Salta aos olhos que Bolsonaro fará o que for possível para evitar um gatilho de compressão dos salários dos servidores federais. Pela mesma razão que não deixou que o projeto de reforma administrativa decolasse.

Embalado agora por seu bom desempenho nas pesquisas de opinião, Bolsonaro está convencido de que a pandemia não lhe causará tanto desgaste quanto temia. E que o segredo da reeleição continua o mesmo: expansão do gasto público. Quer turbinar o Bolsa Família, com o programa Renda Brasil, para preservar o ganho de popularidade que lhe foi propiciado pela concessão do auxílio emergencial. E está prestes a deslanchar centenas de projetos empacotados no novo Pró-Brasil.

Há poucos meses, ainda havia quem acreditasse que a batalha da preservação do teto de gastos seria marcada por um grande embate entre o ministro da Economia, solidamente respaldado pelo presidente da República, de um lado, e todo o resto da Esplanada dos Ministérios e boa parte do Congresso e do Poder Judiciário, de outro. Já está mais do que claro, contudo, que tal batalha está fadada a assumir configuração bem mais simples: um cabo de guerra, a cada dia mais desgastante, entre o Ministério da Economia e o Planalto.

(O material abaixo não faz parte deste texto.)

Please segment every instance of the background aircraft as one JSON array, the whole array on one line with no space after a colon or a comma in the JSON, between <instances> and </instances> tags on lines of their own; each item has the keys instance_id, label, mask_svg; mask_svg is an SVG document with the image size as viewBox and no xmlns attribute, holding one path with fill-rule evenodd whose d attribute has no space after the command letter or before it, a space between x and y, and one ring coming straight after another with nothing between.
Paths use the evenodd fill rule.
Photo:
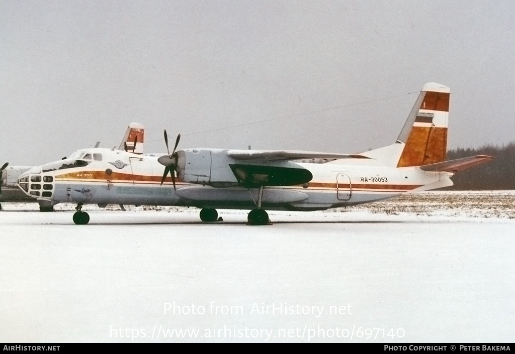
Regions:
<instances>
[{"instance_id":1,"label":"background aircraft","mask_svg":"<svg viewBox=\"0 0 515 354\"><path fill-rule=\"evenodd\" d=\"M145 130L143 125L139 123L132 122L129 125L125 135L118 149L135 154L143 153ZM99 142L97 143L95 148L98 147ZM31 196L27 196L18 188L18 182L20 175L32 168L33 166L9 166L9 163L5 163L0 168L0 202L35 202L36 200ZM54 205L48 205L44 201L38 201L41 211L52 211L54 210ZM0 204L0 210L2 204Z\"/></svg>"},{"instance_id":2,"label":"background aircraft","mask_svg":"<svg viewBox=\"0 0 515 354\"><path fill-rule=\"evenodd\" d=\"M95 203L195 206L203 221L216 221L217 208L247 209L249 223L263 225L265 209L324 210L447 187L456 172L491 160L445 161L450 99L449 87L426 84L397 140L360 154L177 150L180 135L170 153L165 131L165 155L80 150L31 169L19 185L48 205L77 203L76 224L89 221L82 205Z\"/></svg>"}]
</instances>

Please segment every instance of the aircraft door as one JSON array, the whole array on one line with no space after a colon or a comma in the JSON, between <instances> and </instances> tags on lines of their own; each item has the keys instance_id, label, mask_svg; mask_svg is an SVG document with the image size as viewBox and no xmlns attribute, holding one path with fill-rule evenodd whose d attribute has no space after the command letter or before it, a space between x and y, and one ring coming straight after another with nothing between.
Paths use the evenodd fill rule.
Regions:
<instances>
[{"instance_id":1,"label":"aircraft door","mask_svg":"<svg viewBox=\"0 0 515 354\"><path fill-rule=\"evenodd\" d=\"M351 178L347 173L336 175L336 198L338 200L347 201L352 195L352 183Z\"/></svg>"}]
</instances>

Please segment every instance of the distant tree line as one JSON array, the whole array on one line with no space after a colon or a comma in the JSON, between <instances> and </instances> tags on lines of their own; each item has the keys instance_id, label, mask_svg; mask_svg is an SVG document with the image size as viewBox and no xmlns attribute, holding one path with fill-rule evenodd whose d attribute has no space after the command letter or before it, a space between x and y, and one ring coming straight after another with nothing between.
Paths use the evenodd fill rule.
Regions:
<instances>
[{"instance_id":1,"label":"distant tree line","mask_svg":"<svg viewBox=\"0 0 515 354\"><path fill-rule=\"evenodd\" d=\"M515 142L501 147L486 145L477 149L458 149L447 152L450 160L475 155L488 155L495 160L456 173L454 185L448 190L515 189Z\"/></svg>"}]
</instances>

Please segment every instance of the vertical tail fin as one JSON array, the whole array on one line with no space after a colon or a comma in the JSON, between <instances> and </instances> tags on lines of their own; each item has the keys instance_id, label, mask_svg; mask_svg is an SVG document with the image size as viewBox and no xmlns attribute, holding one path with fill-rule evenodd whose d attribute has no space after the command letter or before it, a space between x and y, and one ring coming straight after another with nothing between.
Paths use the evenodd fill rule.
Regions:
<instances>
[{"instance_id":1,"label":"vertical tail fin","mask_svg":"<svg viewBox=\"0 0 515 354\"><path fill-rule=\"evenodd\" d=\"M448 87L435 82L424 85L397 138L398 143L405 144L398 167L445 160L450 92Z\"/></svg>"},{"instance_id":2,"label":"vertical tail fin","mask_svg":"<svg viewBox=\"0 0 515 354\"><path fill-rule=\"evenodd\" d=\"M143 153L144 129L139 123L131 123L127 127L124 139L120 144L119 150L125 150L135 154ZM134 146L135 144L135 146Z\"/></svg>"}]
</instances>

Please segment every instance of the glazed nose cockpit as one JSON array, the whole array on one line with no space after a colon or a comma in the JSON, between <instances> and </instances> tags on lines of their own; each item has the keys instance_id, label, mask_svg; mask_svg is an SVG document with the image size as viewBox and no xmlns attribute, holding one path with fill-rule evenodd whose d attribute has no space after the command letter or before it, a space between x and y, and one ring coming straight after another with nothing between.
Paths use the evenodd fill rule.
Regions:
<instances>
[{"instance_id":1,"label":"glazed nose cockpit","mask_svg":"<svg viewBox=\"0 0 515 354\"><path fill-rule=\"evenodd\" d=\"M40 167L31 169L18 179L18 186L35 198L52 199L54 186L54 176L42 175Z\"/></svg>"}]
</instances>

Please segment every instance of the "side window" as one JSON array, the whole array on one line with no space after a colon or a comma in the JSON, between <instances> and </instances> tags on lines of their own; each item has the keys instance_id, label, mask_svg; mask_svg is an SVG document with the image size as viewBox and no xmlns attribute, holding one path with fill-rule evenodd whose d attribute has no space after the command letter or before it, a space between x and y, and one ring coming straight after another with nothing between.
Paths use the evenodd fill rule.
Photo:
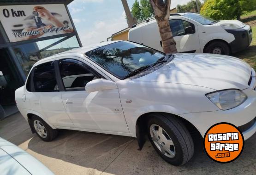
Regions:
<instances>
[{"instance_id":1,"label":"side window","mask_svg":"<svg viewBox=\"0 0 256 175\"><path fill-rule=\"evenodd\" d=\"M79 61L60 60L59 65L65 90L84 90L88 82L98 79L83 63Z\"/></svg>"},{"instance_id":2,"label":"side window","mask_svg":"<svg viewBox=\"0 0 256 175\"><path fill-rule=\"evenodd\" d=\"M173 37L194 34L194 24L187 21L180 19L173 19L169 21L170 27Z\"/></svg>"},{"instance_id":3,"label":"side window","mask_svg":"<svg viewBox=\"0 0 256 175\"><path fill-rule=\"evenodd\" d=\"M29 92L31 92L32 90L31 89L31 77L32 74L31 73L29 74L29 76L28 77L28 80L27 81L27 84L26 85L26 88L27 89L27 90Z\"/></svg>"},{"instance_id":4,"label":"side window","mask_svg":"<svg viewBox=\"0 0 256 175\"><path fill-rule=\"evenodd\" d=\"M35 92L58 91L54 62L46 62L36 66L34 71L33 82Z\"/></svg>"}]
</instances>

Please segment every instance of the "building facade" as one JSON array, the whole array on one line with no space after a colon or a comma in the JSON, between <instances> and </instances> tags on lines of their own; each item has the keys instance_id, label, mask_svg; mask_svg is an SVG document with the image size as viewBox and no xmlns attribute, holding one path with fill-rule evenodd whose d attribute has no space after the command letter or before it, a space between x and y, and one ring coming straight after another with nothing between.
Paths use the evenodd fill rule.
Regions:
<instances>
[{"instance_id":1,"label":"building facade","mask_svg":"<svg viewBox=\"0 0 256 175\"><path fill-rule=\"evenodd\" d=\"M36 62L82 46L72 1L0 0L0 119L18 111L15 91Z\"/></svg>"}]
</instances>

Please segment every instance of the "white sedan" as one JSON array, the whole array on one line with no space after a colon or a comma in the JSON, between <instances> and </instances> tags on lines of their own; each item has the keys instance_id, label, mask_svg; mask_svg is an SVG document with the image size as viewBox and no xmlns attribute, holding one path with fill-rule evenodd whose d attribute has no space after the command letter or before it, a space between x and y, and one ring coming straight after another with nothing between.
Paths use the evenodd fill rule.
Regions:
<instances>
[{"instance_id":1,"label":"white sedan","mask_svg":"<svg viewBox=\"0 0 256 175\"><path fill-rule=\"evenodd\" d=\"M15 98L32 132L50 141L57 129L137 137L147 135L166 161L194 153L191 133L220 122L256 131L255 72L214 54L165 54L129 41L72 50L40 60Z\"/></svg>"},{"instance_id":2,"label":"white sedan","mask_svg":"<svg viewBox=\"0 0 256 175\"><path fill-rule=\"evenodd\" d=\"M0 137L1 175L51 175L54 174L37 159Z\"/></svg>"}]
</instances>

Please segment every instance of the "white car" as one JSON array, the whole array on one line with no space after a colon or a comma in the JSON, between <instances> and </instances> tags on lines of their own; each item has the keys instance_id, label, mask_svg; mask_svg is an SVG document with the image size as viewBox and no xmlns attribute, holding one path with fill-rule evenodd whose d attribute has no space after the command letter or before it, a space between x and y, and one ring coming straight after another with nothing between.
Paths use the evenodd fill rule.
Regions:
<instances>
[{"instance_id":1,"label":"white car","mask_svg":"<svg viewBox=\"0 0 256 175\"><path fill-rule=\"evenodd\" d=\"M249 46L250 27L238 20L216 21L194 13L171 14L170 25L179 53L229 55ZM136 24L129 40L162 51L158 27L154 18Z\"/></svg>"},{"instance_id":2,"label":"white car","mask_svg":"<svg viewBox=\"0 0 256 175\"><path fill-rule=\"evenodd\" d=\"M48 168L12 143L0 137L1 175L51 175Z\"/></svg>"},{"instance_id":3,"label":"white car","mask_svg":"<svg viewBox=\"0 0 256 175\"><path fill-rule=\"evenodd\" d=\"M40 60L15 98L44 141L64 129L137 137L141 149L148 135L162 158L180 165L194 152L190 132L203 137L225 122L245 139L255 133L256 86L255 72L238 58L112 41Z\"/></svg>"}]
</instances>

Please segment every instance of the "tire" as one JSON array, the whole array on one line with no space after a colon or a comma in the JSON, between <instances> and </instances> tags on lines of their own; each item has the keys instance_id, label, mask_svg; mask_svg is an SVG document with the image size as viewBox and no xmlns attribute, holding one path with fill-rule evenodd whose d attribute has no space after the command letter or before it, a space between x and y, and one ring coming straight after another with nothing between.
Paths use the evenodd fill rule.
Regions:
<instances>
[{"instance_id":1,"label":"tire","mask_svg":"<svg viewBox=\"0 0 256 175\"><path fill-rule=\"evenodd\" d=\"M206 46L204 52L229 55L230 50L226 43L223 41L213 41Z\"/></svg>"},{"instance_id":2,"label":"tire","mask_svg":"<svg viewBox=\"0 0 256 175\"><path fill-rule=\"evenodd\" d=\"M31 119L32 127L36 135L42 140L46 141L50 141L57 137L58 135L57 130L52 129L41 118L34 115Z\"/></svg>"},{"instance_id":3,"label":"tire","mask_svg":"<svg viewBox=\"0 0 256 175\"><path fill-rule=\"evenodd\" d=\"M171 115L167 114L153 114L149 117L148 135L156 152L164 160L173 165L181 166L187 162L194 154L194 143L190 134L182 123L176 118L172 117ZM162 129L160 138L159 135L157 137L159 141L156 141L151 136L154 133L150 128L152 127L157 130L157 126L158 130L159 126ZM157 134L159 130L155 131ZM166 139L167 140L165 140ZM169 144L172 141L173 146Z\"/></svg>"}]
</instances>

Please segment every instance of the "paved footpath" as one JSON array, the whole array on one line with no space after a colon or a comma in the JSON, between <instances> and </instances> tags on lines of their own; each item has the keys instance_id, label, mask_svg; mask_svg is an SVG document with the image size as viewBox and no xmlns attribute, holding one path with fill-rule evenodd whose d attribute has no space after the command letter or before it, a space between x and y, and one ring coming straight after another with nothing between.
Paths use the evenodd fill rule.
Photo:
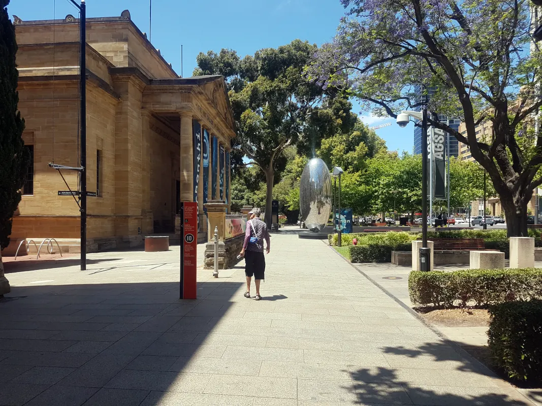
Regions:
<instances>
[{"instance_id":1,"label":"paved footpath","mask_svg":"<svg viewBox=\"0 0 542 406\"><path fill-rule=\"evenodd\" d=\"M179 300L178 247L15 269L0 405L531 404L323 242L287 230L272 250L260 302L242 263Z\"/></svg>"}]
</instances>

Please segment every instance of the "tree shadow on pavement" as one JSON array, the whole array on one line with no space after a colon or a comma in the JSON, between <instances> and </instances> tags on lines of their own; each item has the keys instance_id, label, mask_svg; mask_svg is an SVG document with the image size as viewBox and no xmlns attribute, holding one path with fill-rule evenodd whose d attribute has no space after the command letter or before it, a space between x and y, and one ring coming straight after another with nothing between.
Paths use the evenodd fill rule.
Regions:
<instances>
[{"instance_id":1,"label":"tree shadow on pavement","mask_svg":"<svg viewBox=\"0 0 542 406\"><path fill-rule=\"evenodd\" d=\"M211 374L246 368L235 346L255 320L243 318L242 283L198 283L191 300L178 282L102 280L12 287L19 298L0 303L0 404L178 404L212 396Z\"/></svg>"},{"instance_id":2,"label":"tree shadow on pavement","mask_svg":"<svg viewBox=\"0 0 542 406\"><path fill-rule=\"evenodd\" d=\"M381 349L390 366L350 369L353 382L348 389L358 404L532 405L513 387L446 342Z\"/></svg>"}]
</instances>

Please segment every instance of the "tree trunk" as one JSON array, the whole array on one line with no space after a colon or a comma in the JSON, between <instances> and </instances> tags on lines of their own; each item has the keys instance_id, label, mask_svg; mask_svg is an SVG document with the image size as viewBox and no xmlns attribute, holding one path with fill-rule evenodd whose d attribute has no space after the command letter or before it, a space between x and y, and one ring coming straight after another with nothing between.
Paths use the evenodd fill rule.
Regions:
<instances>
[{"instance_id":1,"label":"tree trunk","mask_svg":"<svg viewBox=\"0 0 542 406\"><path fill-rule=\"evenodd\" d=\"M271 230L271 207L273 205L273 184L275 179L275 171L273 170L273 162L269 163L269 167L266 172L266 184L267 192L266 193L266 216L264 221L267 225L268 230Z\"/></svg>"},{"instance_id":2,"label":"tree trunk","mask_svg":"<svg viewBox=\"0 0 542 406\"><path fill-rule=\"evenodd\" d=\"M0 297L11 291L9 281L4 276L4 264L2 261L2 252L0 252Z\"/></svg>"},{"instance_id":3,"label":"tree trunk","mask_svg":"<svg viewBox=\"0 0 542 406\"><path fill-rule=\"evenodd\" d=\"M508 237L528 237L527 232L527 201L514 202L512 196L500 196L501 205L506 218L506 234Z\"/></svg>"}]
</instances>

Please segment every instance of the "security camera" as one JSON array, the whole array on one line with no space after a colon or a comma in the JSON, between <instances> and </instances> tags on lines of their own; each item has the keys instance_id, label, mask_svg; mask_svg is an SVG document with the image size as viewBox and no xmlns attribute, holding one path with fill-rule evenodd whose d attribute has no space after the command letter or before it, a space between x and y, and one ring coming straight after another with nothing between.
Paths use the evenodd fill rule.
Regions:
<instances>
[{"instance_id":1,"label":"security camera","mask_svg":"<svg viewBox=\"0 0 542 406\"><path fill-rule=\"evenodd\" d=\"M403 128L410 122L410 116L406 113L402 113L397 115L397 124L399 127Z\"/></svg>"}]
</instances>

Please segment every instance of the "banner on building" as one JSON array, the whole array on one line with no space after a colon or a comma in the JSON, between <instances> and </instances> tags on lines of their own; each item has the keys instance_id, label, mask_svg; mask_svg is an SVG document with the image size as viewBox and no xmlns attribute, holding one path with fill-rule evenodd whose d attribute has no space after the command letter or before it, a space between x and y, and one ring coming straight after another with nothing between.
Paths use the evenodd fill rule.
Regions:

Alguém tem dúvida sobre que lado, afinal, prevalecerá?

Foi sob a sombra do teto de gastos que se pôde montar o espetáculo fenomenal de uma economia com inflação ineditamente baixa, taxa real de juros próxima de zero e contas fiscais escancaradamente insustentáveis. O que ainda não se sabe é com que rapidez tal espetáculo será inviabilizado, quando se disseminar a percepção de que a prometida preservação do teto se mostrou fantasiosa.